The Craighead County Election Commission met Monday to go over the finishing touches for the May 10 election. Early voting begins Tuesday (May 3) from 8 a.m. to 5 p.m. and ends May 9 at the election annex on Jefferson Avenue in Jonesboro. Clack and commission chairman Jeannette Robertson said nearly 150 absentee votes were sent out in connection with both elections. As of midday Monday (May 2), 68 were returned to election officials.

Voters will decide the council race among five candidates: Bobby Long, Joseph Woodbury, James Bowman, Phillip Cook and Richard Wang. The five candidates have participated in a series of debates and forums in the past several weeks. In addition to a forum Thursday (April 28) sponsored by the city of Jonesboro, the candidates also debated issues Friday (April 29) at the NEA Political Animals meeting.

The debate Friday mainly centered around the property maintenance code. Long, Woodbury, Bowman and Cook have said they are in support of repealing the code, while Wang said he supports the plan. Supporters have said the plan, which tied 6-6 in the Jonesboro City Council and approved when Mayor Harold Perrin broke the tie, would provide teeth in existing city codes and would go after dilapidated homes throughout Jonesboro.

Opponents have called the plan “government overreach,” saying certain provisions including allowing code enforcement officers to go into homes, would violate the 4th Amendment protection over illegal searches and seizures. However, supporters have countered that a code enforcement officer must receive written permission before they can enter a home.

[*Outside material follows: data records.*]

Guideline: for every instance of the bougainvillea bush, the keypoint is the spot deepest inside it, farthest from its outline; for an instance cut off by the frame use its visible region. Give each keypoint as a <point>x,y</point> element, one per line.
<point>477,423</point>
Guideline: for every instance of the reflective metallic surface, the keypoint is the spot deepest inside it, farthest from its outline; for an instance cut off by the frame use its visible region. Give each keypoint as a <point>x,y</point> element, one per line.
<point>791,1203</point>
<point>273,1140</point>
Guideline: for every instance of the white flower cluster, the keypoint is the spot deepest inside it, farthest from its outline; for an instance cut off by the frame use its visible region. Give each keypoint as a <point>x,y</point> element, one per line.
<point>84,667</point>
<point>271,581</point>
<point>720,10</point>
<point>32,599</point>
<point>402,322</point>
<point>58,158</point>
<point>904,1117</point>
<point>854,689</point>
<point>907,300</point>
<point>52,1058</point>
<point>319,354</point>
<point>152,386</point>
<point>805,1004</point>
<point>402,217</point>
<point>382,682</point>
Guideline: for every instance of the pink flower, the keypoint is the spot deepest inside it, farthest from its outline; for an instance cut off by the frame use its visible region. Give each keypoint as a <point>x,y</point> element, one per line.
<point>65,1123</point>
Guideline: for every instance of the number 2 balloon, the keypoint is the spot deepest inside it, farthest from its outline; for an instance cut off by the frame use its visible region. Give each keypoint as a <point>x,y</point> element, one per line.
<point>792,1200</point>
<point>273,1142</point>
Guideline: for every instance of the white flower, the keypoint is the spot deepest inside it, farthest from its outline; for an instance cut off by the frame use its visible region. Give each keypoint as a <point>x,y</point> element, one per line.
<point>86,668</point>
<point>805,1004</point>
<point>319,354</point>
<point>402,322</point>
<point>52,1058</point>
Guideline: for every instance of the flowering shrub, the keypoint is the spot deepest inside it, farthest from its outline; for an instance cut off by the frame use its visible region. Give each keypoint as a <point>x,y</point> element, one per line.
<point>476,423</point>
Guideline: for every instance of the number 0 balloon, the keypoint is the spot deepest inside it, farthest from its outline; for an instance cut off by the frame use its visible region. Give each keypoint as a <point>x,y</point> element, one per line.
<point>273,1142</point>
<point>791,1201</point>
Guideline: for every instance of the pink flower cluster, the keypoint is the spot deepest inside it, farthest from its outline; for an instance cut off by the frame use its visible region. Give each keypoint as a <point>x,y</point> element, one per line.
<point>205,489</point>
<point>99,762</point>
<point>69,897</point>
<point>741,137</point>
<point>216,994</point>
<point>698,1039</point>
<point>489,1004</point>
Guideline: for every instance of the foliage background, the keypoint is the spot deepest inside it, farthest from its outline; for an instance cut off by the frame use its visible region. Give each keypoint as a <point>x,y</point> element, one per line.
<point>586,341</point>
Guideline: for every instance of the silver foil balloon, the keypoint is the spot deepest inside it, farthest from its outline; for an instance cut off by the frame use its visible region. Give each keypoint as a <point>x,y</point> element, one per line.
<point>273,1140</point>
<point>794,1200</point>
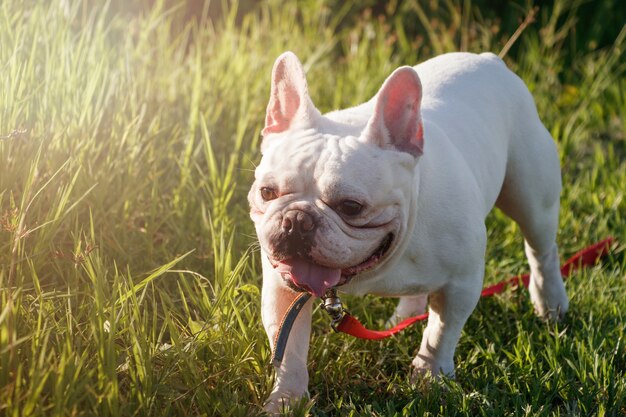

Polls will be open from 7:30 a.m. to 7:30 p.m. May 10. Election commissioners also worked on preparations for a possible June 7 runoff on the council race. If no candidate receives 50% of the vote, the top two finishers will advance to the runoff. However, a runoff can be avoided if a candidate receives at least 40% of the vote and leads the other four candidates by 20% or more, Craighead County Clerk Kade Holliday said Friday (April 29).

All registered voters in Jonesboro are eligible to vote in the council race and repeal vote, officials have said.

The winner of the council race will replace longtime council member Tim McCall, who resigned earlier this year after moving out of the district. The person who wins the election will serve until Dec. 31, 2018.